4. Eine Lösung, die einerseits dem Bestreben nach Zweckmässigkeit und anderseits dem Grundgedanken des Gesetzes
BGE 112 IV 139 S. 142
entgegenkommt, bietet im vorliegenden Fall ein von der Rechtsprechung in besonderen Fällen erprobtes Vorgehen im Sinne des sogenannten forum secundum praeventionis. Die Liste der hier in Betracht fallenden Straftaten zeigt, dass von den rund 110 Deliktsfällen mehr als die Hälfte (61) auf die Kantone St.
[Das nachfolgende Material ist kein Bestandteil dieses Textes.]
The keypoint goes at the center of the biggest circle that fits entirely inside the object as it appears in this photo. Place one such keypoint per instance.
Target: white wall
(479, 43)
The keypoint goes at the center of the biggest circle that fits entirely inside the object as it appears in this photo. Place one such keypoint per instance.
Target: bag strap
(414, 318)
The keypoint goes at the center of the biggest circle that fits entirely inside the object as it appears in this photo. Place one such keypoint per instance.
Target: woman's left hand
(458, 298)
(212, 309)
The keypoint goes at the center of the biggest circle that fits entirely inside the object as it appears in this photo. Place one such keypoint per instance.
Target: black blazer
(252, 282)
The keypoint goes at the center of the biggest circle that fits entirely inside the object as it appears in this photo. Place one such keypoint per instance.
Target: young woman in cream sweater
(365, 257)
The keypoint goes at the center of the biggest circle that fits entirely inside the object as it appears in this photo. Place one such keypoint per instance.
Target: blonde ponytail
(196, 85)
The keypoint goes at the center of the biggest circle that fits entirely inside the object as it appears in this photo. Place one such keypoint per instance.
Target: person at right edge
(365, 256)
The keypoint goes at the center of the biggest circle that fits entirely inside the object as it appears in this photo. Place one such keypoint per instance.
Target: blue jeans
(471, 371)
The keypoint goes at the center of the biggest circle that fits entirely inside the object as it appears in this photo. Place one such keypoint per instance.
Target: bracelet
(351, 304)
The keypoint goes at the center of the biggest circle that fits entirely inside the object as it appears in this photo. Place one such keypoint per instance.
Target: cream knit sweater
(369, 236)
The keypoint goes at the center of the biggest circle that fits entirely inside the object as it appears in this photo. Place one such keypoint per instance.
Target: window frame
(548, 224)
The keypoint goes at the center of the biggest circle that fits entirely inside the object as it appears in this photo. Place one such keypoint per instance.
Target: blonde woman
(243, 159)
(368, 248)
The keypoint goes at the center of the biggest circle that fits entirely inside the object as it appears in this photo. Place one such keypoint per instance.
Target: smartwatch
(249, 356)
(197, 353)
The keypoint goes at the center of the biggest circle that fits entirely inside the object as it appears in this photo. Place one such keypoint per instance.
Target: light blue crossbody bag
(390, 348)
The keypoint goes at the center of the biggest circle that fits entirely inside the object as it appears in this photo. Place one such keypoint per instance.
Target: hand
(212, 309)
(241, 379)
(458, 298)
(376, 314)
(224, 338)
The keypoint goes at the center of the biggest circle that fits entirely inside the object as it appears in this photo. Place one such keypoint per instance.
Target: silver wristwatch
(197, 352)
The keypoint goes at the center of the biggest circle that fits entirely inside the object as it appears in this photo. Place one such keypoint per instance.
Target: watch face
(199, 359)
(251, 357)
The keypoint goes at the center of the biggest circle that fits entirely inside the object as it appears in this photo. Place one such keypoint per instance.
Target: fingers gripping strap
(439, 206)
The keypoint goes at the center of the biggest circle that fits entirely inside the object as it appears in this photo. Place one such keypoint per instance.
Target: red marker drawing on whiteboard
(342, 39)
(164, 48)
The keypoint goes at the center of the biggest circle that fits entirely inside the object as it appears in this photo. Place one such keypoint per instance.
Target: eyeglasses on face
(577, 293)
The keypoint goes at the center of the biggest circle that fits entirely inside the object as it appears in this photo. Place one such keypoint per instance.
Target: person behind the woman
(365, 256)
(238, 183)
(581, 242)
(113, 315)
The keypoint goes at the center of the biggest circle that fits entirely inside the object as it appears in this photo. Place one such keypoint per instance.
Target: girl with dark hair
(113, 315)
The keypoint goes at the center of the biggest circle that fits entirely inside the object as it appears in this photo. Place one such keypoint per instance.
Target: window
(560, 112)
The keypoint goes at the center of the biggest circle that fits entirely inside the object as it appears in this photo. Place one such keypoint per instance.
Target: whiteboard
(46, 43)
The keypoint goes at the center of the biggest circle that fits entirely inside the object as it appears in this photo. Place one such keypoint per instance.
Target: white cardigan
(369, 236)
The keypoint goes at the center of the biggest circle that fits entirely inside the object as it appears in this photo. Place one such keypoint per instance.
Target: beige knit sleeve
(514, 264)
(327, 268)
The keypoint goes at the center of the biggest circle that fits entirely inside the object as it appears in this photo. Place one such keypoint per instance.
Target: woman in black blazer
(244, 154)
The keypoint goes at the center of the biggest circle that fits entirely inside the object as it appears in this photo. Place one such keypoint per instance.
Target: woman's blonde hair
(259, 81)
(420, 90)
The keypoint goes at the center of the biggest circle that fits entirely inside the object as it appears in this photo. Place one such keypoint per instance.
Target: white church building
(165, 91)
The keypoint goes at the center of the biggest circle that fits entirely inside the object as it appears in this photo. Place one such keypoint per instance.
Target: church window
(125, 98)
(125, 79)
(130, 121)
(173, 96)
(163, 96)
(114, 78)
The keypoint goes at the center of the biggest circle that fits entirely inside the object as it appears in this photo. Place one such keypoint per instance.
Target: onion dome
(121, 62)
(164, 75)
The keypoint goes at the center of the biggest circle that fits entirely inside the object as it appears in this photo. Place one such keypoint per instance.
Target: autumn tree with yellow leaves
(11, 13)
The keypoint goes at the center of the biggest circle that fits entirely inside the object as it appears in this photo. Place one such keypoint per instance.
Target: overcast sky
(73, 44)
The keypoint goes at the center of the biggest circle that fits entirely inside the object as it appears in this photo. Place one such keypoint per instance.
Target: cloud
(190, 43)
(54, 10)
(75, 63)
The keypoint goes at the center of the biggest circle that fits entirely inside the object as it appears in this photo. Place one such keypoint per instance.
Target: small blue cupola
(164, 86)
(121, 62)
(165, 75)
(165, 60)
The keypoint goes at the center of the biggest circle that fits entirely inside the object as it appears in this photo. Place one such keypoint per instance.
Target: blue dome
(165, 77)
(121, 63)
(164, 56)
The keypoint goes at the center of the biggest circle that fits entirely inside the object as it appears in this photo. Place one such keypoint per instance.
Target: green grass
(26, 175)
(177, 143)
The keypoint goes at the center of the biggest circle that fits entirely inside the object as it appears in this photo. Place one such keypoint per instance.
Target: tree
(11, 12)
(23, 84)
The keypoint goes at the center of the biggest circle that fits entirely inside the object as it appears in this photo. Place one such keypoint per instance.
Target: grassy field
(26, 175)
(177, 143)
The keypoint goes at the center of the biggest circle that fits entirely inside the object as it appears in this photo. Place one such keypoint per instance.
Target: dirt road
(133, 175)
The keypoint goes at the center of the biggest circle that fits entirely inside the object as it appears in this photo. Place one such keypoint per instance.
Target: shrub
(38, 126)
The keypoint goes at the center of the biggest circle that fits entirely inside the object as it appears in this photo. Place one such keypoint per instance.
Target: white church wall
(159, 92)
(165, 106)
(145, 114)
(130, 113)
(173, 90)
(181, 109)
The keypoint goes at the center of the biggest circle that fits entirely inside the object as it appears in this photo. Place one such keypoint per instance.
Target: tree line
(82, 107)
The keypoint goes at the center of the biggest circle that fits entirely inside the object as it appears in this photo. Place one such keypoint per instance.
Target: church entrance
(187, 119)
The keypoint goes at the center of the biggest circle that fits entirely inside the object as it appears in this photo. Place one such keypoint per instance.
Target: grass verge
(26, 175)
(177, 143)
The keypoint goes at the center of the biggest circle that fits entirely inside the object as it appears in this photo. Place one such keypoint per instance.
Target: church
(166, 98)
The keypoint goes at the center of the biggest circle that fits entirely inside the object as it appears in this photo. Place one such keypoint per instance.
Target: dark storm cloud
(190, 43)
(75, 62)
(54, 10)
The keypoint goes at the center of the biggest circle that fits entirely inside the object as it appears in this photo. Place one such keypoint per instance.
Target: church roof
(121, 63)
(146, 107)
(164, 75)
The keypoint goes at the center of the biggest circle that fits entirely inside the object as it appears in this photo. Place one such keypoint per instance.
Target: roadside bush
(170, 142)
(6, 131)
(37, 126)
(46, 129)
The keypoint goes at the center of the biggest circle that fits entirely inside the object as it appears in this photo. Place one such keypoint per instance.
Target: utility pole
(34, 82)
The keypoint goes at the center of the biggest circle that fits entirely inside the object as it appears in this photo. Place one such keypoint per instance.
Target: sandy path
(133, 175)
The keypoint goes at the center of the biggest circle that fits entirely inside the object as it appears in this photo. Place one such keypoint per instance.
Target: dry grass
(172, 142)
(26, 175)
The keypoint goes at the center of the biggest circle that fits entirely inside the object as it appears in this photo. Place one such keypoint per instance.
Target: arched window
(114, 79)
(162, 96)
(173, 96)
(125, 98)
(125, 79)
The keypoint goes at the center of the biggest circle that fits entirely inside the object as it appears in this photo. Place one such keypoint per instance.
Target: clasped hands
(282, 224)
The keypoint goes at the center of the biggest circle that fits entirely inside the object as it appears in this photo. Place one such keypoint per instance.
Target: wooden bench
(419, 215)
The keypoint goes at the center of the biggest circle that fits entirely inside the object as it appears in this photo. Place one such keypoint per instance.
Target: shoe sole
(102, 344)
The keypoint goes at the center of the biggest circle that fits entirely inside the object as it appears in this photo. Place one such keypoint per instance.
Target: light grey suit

Gallen und Thurgau entfallen, während sich der Rest auf insgesamt 12 Kantone verteilt. Bei dieser Sachlage, die ein Schwergewicht in den Kantonen St. Gallen und Thurgau ergibt, rechtfertigt es sich, den Gerichtsstand in einem von ihnen festzulegen, wobei unter ihnen die Zuständigkeit analog der gesetzlichen Norm des Art. 350 StGB zu bestimmen ist.
Die ersten in einem der beiden Kantone zur Anzeige gebrachten Deliktsfälle sind die Einbrüche von C. und Frau C.-D. in Rorschach/SG. Nachdem die beiden Angeschuldigten bereits Ende Januar und Anfang Februar 1983 zusammen mit B. Einbruchdiebstähle verübt hatten, für welche die Bandenmässigkeit nach der Aktenlage nicht auszuschliessen ist, was im Rahmen der Gerichtsstandsbestimmung ausreicht, ist dieser Schluss auch für die in Rorschach verübten Einbruchdiebstähle begründet, zumal C. und Frau C.-D. inzwischen am 3. März 1983 geheiratet hatten und deshalb ein konkludenter Wille, die finanziellen Schwierigkeiten weiterhin vermittels Einbruchdiebstählen zu beheben und in diesem Sinne jederzeit zusammenzuwirken, in vermehrtem Masse begründet erscheint. Angesichts dessen ist deshalb der Gerichtsstand insgesamt im Kanton St. Gallen festzulegen.